In October of 2017, The Chronicle of Higher Education published an article, “The Digital-Humanities Bust”, by Timothy Brennan, a professor of Cultural Studies and Comparative Literature at the University of Minnesota. Brennan expresses skepticism that the Digital Humanities (DH) are producing valuable scholarship. Though Brennan does allow that there is value in some digital work, particularly archival work, his article strongly critiques text analysis (the study of broad patterns, often lexical, across large corpora). Other scholars (including Sarah E. Bond, Hoyt Long, and Ted Underwood) have responded critically to Brennan’s views, in part by drawing attention to interesting text analysis work. The following post takes a different approach to Brennan’s article, examining some of the implicit assumptions at the core of his argument.
1) In his article, Brennan states that “To ask about the field is really to ask how or what DH knows, and what it allows us to know. The answer, it turns out, is not much…For all its resources, the digital humanities makes a rookie mistake: It confuses more information for more knowledge.”

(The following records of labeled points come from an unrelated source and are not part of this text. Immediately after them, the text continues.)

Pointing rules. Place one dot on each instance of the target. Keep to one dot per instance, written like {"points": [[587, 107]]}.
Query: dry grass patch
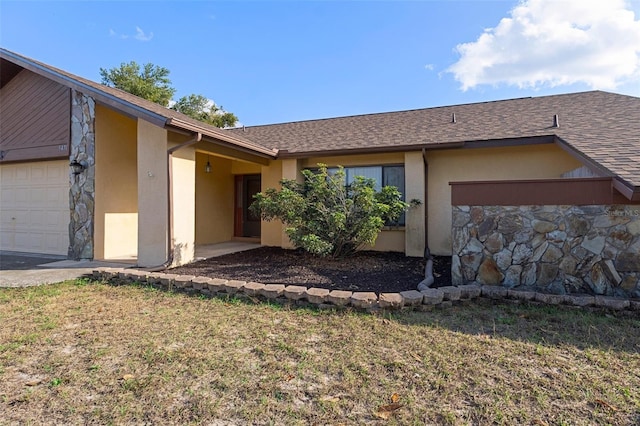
{"points": [[92, 353]]}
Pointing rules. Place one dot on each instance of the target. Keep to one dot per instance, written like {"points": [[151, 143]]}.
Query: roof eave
{"points": [[224, 137]]}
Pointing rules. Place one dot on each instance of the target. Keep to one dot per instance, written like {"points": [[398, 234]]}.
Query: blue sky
{"points": [[271, 62]]}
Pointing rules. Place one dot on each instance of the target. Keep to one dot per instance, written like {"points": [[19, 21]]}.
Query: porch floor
{"points": [[206, 251]]}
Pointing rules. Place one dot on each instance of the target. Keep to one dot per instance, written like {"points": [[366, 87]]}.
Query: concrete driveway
{"points": [[28, 269]]}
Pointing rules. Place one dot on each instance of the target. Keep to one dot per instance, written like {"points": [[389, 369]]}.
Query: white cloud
{"points": [[553, 43], [140, 35]]}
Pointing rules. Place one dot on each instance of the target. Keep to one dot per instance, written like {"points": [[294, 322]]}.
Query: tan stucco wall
{"points": [[214, 199], [507, 163], [414, 181], [271, 233], [183, 163], [244, 168], [116, 195], [152, 194]]}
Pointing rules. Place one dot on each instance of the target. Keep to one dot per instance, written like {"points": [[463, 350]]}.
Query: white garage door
{"points": [[34, 207]]}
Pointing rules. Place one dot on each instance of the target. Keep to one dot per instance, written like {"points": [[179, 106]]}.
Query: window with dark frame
{"points": [[383, 176]]}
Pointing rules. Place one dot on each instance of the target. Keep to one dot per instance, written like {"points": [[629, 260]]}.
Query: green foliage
{"points": [[151, 82], [203, 109], [325, 216]]}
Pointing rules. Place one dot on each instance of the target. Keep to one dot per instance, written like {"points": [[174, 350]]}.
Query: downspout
{"points": [[170, 151], [427, 252]]}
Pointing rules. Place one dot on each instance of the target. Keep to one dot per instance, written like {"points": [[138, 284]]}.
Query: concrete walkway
{"points": [[29, 269]]}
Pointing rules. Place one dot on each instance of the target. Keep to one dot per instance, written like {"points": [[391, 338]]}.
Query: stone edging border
{"points": [[420, 300]]}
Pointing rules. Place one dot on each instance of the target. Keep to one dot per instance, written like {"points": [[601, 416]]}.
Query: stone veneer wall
{"points": [[82, 186], [554, 249]]}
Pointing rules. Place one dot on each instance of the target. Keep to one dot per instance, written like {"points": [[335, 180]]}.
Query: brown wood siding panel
{"points": [[596, 191], [36, 118]]}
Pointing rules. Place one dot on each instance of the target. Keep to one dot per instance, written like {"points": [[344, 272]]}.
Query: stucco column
{"points": [[184, 204], [414, 189], [152, 194], [271, 232]]}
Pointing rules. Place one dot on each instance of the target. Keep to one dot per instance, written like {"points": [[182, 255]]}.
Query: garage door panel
{"points": [[35, 207]]}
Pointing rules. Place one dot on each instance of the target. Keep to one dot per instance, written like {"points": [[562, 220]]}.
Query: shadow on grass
{"points": [[533, 323], [539, 324]]}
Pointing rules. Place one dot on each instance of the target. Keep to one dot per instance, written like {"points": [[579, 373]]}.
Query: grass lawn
{"points": [[85, 352]]}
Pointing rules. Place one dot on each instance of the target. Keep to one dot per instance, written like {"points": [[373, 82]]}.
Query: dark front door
{"points": [[246, 223]]}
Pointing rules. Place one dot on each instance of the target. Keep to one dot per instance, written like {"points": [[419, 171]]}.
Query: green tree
{"points": [[203, 109], [325, 216], [151, 82]]}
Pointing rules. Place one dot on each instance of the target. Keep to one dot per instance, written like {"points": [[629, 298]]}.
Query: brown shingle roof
{"points": [[131, 104], [603, 127]]}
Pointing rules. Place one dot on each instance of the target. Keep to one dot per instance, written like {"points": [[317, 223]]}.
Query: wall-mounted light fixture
{"points": [[77, 167]]}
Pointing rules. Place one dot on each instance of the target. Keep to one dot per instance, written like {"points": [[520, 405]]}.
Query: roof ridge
{"points": [[314, 120]]}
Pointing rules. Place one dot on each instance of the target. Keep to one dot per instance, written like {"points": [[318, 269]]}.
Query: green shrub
{"points": [[325, 216]]}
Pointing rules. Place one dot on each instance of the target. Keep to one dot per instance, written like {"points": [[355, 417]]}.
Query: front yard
{"points": [[85, 352]]}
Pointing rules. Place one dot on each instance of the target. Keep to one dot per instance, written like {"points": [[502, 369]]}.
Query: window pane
{"points": [[368, 172], [394, 176]]}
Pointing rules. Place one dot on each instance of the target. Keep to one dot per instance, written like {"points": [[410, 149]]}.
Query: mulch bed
{"points": [[380, 272]]}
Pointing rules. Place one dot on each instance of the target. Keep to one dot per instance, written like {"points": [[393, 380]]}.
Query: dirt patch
{"points": [[380, 272]]}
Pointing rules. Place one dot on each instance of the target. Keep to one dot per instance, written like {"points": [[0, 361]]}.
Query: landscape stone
{"points": [[509, 224], [470, 291], [542, 226], [546, 273], [363, 300], [634, 227], [512, 276], [199, 283], [552, 254], [477, 215], [216, 285], [524, 295], [494, 242], [488, 273], [522, 253], [253, 288], [629, 283], [390, 300], [610, 271], [450, 293], [579, 300], [295, 292], [339, 297], [549, 299], [432, 296], [317, 295], [612, 303], [456, 270], [594, 245], [503, 259], [597, 280], [628, 262], [494, 292], [411, 297], [272, 291], [529, 275], [234, 286]]}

GK: I have to confess, I bristled a bit on reading this statement. In general, most “debates” within literary studies do not look like Brennan’s critique. A scholar may argue that an approach (or an entire methodological lens) is incorrect (a misreading) or not comprehensive (an incomplete reading), but Brennan’s move is different: the work DH scholarship is producing isn’t wrong, it just isn’t valuable. The distinction here seems poignant, as does his distinction between information and knowledge. It’s easy to say that this disjuncture comes from a rift between the sciences and the humanities (the sciences value facts, even when divorced from interpretation, whereas we perceive of humanities work as interpretation driven), but this isn’t really true. Many well respected pieces of “traditional” humanities scholarship, like Robyn Warhol’s Gendered Interventions, aim to flesh out a historical trend that others can then interpret. In addition, recovery work, archival work, and editorial work seek to make information available to others (interestingly, these forms of work are often devalued as well).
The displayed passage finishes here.